The dismissal of Hamm v. Smith was a per curiam order, which means it was attributed to the whole Court. But it clearly caused a lot of division: Alito wrote a dissent, joined by Thomas in full, and Gorsuch and Chief Justice John Roberts in part. The four of them argued that defendants bear the burden of proving that they have an IQ of 70 or less in order to be spared from execution, and that an IQ test result of at least 70 should be a can-kill cutoff point. In the portions of the opinion that Roberts and Gorsuch did not join, Alito and Thomas contended that the lower courts “did not apply any defensible method” to determine the defendant’s IQ. 

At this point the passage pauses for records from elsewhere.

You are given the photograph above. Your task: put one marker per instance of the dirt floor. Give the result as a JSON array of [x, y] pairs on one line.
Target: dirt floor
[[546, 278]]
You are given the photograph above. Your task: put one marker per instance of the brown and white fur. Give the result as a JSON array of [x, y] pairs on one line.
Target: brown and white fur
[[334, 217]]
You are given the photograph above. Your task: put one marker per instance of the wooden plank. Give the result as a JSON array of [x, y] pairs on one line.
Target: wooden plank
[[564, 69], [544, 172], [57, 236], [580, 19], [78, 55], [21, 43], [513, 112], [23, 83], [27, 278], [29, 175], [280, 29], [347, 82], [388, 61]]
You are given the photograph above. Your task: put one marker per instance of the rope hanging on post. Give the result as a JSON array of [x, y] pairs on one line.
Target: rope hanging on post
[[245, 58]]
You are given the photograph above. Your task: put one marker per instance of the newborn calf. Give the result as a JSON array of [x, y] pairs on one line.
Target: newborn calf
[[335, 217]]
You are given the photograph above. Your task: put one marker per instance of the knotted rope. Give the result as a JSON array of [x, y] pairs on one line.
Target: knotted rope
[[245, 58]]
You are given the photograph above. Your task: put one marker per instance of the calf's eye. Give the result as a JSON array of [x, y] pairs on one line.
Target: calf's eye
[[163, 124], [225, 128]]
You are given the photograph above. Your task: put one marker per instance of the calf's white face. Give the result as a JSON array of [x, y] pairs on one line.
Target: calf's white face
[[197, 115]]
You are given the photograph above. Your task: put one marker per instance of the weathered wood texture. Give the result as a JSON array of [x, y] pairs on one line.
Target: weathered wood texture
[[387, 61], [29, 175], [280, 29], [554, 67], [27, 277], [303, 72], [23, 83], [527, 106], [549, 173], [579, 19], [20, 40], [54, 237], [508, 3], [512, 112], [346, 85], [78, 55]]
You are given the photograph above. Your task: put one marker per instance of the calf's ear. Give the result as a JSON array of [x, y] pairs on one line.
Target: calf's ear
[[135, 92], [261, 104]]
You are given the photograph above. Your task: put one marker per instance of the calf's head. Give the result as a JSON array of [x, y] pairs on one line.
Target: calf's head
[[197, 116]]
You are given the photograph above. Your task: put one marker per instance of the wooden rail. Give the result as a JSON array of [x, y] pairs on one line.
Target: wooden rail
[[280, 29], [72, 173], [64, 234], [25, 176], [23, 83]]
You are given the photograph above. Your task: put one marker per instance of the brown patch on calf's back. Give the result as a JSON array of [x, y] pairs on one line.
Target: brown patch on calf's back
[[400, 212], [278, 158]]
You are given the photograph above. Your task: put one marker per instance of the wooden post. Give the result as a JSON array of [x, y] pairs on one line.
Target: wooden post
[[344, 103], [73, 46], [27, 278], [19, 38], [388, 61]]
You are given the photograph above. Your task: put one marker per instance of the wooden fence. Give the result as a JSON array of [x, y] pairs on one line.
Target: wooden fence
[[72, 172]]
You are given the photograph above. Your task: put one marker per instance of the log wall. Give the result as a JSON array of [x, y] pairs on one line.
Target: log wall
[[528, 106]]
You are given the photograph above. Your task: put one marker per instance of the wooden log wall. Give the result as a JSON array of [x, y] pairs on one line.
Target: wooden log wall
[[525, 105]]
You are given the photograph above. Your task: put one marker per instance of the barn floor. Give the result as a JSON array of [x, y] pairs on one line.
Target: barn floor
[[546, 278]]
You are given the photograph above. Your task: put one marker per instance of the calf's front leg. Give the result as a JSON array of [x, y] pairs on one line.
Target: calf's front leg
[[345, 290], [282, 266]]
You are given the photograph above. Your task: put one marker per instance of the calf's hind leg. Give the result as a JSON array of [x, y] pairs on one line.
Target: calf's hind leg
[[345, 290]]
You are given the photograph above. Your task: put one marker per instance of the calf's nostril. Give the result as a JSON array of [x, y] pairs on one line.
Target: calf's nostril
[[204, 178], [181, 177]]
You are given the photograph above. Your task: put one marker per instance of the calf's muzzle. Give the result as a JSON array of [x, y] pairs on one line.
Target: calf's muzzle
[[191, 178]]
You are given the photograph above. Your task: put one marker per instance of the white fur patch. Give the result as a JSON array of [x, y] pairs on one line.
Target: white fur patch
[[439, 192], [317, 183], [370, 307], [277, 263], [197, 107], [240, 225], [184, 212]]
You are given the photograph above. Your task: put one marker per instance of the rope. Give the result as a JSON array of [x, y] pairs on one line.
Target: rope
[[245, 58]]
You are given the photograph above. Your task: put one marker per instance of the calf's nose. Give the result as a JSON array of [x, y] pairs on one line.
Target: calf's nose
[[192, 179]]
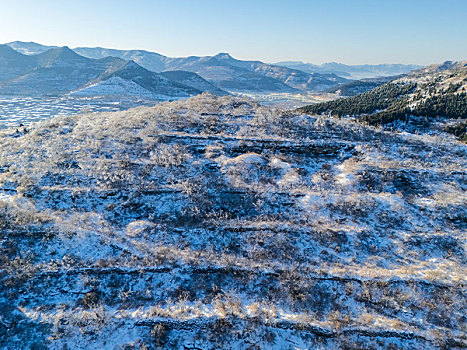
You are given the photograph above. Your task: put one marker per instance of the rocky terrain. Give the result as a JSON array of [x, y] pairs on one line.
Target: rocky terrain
[[218, 223], [429, 100]]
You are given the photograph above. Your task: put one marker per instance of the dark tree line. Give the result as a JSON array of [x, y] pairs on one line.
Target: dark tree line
[[390, 102]]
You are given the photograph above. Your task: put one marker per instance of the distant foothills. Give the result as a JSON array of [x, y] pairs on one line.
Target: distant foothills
[[32, 69]]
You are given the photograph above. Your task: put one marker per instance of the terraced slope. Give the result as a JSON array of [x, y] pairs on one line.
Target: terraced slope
[[217, 223]]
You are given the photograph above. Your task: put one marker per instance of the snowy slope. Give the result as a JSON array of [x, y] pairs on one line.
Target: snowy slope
[[216, 223]]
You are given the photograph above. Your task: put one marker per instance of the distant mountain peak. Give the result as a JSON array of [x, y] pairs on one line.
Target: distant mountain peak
[[223, 56]]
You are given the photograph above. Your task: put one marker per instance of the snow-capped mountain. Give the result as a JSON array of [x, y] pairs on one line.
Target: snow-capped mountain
[[217, 223], [351, 71], [193, 80], [61, 70], [222, 70]]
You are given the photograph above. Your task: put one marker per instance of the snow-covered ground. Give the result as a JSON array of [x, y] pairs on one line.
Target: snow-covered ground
[[217, 223], [15, 110]]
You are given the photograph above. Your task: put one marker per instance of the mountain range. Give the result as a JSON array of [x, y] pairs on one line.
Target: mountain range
[[352, 71], [217, 74]]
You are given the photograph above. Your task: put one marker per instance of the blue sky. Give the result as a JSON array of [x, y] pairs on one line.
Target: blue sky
[[347, 31]]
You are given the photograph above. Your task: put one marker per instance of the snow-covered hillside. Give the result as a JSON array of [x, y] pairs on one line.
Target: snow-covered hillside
[[216, 223]]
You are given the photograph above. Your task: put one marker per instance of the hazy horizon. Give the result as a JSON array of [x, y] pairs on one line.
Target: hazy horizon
[[360, 32]]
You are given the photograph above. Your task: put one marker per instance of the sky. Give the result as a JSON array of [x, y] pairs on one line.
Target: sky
[[346, 31]]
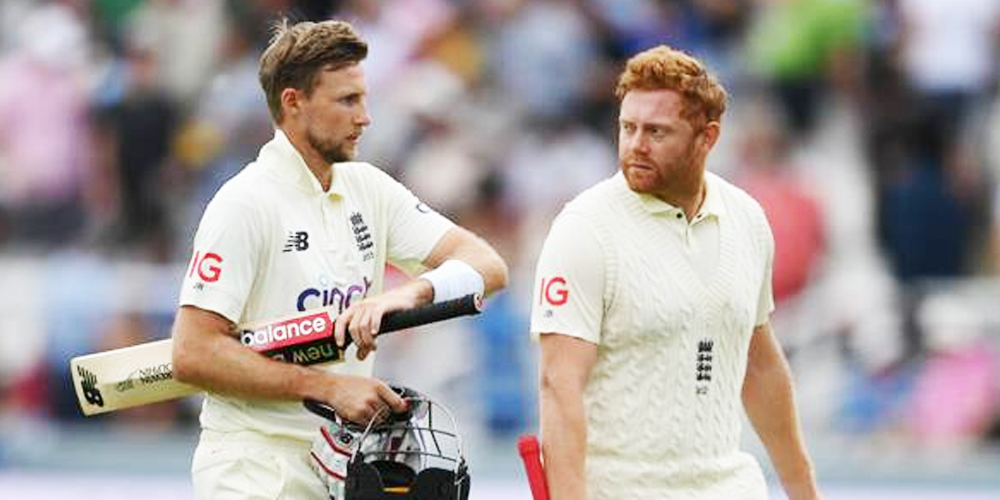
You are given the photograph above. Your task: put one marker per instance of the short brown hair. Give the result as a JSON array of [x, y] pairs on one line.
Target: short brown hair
[[299, 52], [665, 68]]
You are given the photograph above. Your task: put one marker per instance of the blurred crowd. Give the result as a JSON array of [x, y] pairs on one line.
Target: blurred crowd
[[868, 129]]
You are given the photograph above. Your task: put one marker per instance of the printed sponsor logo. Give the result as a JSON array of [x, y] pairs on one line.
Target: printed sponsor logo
[[207, 266], [297, 241], [290, 332], [339, 298], [315, 352], [554, 291], [88, 384], [147, 375]]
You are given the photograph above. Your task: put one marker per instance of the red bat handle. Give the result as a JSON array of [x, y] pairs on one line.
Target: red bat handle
[[531, 454]]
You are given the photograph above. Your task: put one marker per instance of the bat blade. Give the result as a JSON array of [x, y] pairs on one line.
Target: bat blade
[[127, 377], [142, 374]]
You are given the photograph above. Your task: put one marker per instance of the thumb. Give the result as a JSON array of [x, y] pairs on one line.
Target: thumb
[[395, 401]]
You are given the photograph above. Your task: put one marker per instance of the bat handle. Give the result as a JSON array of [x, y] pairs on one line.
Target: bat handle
[[531, 455]]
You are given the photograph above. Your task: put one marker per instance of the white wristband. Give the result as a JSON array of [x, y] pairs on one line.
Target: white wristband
[[453, 279]]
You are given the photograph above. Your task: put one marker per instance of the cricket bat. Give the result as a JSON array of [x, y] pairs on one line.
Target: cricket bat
[[142, 374]]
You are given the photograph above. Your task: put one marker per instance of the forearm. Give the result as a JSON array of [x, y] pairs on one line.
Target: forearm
[[206, 357], [564, 441], [768, 397], [461, 244]]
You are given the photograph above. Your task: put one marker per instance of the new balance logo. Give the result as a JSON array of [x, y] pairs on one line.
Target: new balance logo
[[88, 382], [297, 241]]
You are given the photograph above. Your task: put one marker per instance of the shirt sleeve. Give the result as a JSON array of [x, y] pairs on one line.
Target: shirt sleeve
[[569, 281], [765, 302], [224, 260], [414, 228]]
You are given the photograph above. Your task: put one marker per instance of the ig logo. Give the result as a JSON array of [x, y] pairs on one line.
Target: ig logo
[[554, 291]]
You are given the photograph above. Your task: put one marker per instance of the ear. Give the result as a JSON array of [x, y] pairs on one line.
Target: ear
[[291, 102], [709, 136]]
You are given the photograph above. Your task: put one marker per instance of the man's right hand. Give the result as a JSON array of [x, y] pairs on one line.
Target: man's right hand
[[359, 399]]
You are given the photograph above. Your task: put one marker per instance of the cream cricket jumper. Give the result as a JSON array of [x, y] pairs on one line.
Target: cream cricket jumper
[[663, 401]]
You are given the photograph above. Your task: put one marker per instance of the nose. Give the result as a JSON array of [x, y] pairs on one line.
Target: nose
[[638, 142], [363, 119]]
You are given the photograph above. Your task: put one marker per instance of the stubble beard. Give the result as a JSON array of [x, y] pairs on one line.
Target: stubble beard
[[331, 152], [665, 180]]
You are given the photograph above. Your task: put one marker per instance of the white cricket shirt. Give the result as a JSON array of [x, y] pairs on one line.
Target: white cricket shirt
[[272, 242], [671, 305]]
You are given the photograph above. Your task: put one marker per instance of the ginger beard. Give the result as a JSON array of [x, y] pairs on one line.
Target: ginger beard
[[650, 176], [659, 150]]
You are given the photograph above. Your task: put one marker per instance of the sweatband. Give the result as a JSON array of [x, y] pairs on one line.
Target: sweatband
[[453, 279]]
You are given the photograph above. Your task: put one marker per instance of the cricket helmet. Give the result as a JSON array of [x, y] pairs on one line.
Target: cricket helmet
[[413, 455]]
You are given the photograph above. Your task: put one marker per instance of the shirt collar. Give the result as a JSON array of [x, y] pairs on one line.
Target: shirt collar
[[288, 164], [713, 204]]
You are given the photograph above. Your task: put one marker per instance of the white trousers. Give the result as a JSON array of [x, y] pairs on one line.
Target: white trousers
[[249, 466]]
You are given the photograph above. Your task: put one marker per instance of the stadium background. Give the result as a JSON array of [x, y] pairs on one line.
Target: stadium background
[[869, 129]]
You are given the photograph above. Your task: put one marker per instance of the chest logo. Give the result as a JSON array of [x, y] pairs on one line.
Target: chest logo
[[703, 370], [363, 236], [297, 241]]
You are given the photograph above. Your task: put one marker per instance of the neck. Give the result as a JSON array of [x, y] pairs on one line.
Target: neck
[[320, 169], [689, 201], [688, 194]]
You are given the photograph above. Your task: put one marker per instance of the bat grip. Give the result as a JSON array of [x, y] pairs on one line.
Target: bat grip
[[408, 318], [430, 313], [531, 453]]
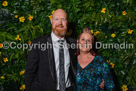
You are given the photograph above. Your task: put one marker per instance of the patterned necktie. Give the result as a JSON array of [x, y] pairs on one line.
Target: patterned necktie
[[62, 84]]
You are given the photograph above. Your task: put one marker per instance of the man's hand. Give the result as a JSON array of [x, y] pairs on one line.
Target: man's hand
[[102, 84]]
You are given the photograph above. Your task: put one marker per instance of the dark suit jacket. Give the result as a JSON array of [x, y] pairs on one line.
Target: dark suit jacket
[[40, 74]]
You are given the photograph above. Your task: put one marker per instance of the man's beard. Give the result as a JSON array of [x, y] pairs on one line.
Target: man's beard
[[59, 32]]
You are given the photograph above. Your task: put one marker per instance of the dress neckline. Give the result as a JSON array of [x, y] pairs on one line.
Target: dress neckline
[[87, 64]]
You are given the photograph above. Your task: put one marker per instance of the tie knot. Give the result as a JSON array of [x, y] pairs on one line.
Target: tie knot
[[61, 42]]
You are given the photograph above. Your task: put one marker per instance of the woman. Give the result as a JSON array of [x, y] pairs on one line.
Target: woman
[[91, 68]]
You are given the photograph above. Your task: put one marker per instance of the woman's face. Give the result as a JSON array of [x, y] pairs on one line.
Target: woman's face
[[85, 42]]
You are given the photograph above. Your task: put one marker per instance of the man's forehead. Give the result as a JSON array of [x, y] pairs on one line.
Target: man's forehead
[[60, 13]]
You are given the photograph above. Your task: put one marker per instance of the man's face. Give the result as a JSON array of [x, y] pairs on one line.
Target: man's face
[[59, 23]]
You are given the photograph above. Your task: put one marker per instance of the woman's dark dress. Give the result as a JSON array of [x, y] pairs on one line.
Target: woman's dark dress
[[90, 77]]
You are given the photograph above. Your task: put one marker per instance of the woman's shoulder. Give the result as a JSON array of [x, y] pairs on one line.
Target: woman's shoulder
[[100, 59]]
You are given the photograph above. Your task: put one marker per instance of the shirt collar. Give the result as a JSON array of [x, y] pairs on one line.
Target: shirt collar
[[55, 38]]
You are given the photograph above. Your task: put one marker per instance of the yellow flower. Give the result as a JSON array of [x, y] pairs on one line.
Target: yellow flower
[[16, 16], [97, 32], [1, 45], [130, 31], [124, 88], [113, 35], [22, 19], [50, 17], [112, 64], [124, 12], [5, 3], [22, 87], [30, 18], [5, 60], [2, 77], [52, 11], [22, 72], [18, 38], [91, 31], [103, 10]]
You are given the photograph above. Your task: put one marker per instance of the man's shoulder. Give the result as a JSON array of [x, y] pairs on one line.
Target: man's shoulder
[[40, 39]]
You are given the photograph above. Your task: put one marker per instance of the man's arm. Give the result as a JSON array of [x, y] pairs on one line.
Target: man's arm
[[31, 67]]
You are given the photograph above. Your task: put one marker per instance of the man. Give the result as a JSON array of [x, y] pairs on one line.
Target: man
[[52, 69]]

Justice Sonia Sotomayor wrote a concurrence, joined by Justice Ketanji Brown Jackson, showing that Alito’s discussion of the Court’s precedents and the scientific consensus on how to evaluate IQ scores was “incomplete and potentially misleading.” Meanwhile, Thomas dissented alone, calling for the Court to overrule its precedent prohibiting the execution of disabled people. According to Thomas, the Eighth Amendment was “originally understood” to only ban cruel and unusual methods of punishment. “Executing someone with a particular IQ does not implicate a method of execution at all,” he said.

The questions at stake in these cases—whether the state can subject a man to a terrifying death, and whether it is wrong to execute people with intellectual disabilities—should not be especially difficult. That the Court struggles with such small acts of decency underscores the huge tension between the death penalty and the Constitution, and the vastness of the Court’s capacity for cruelty.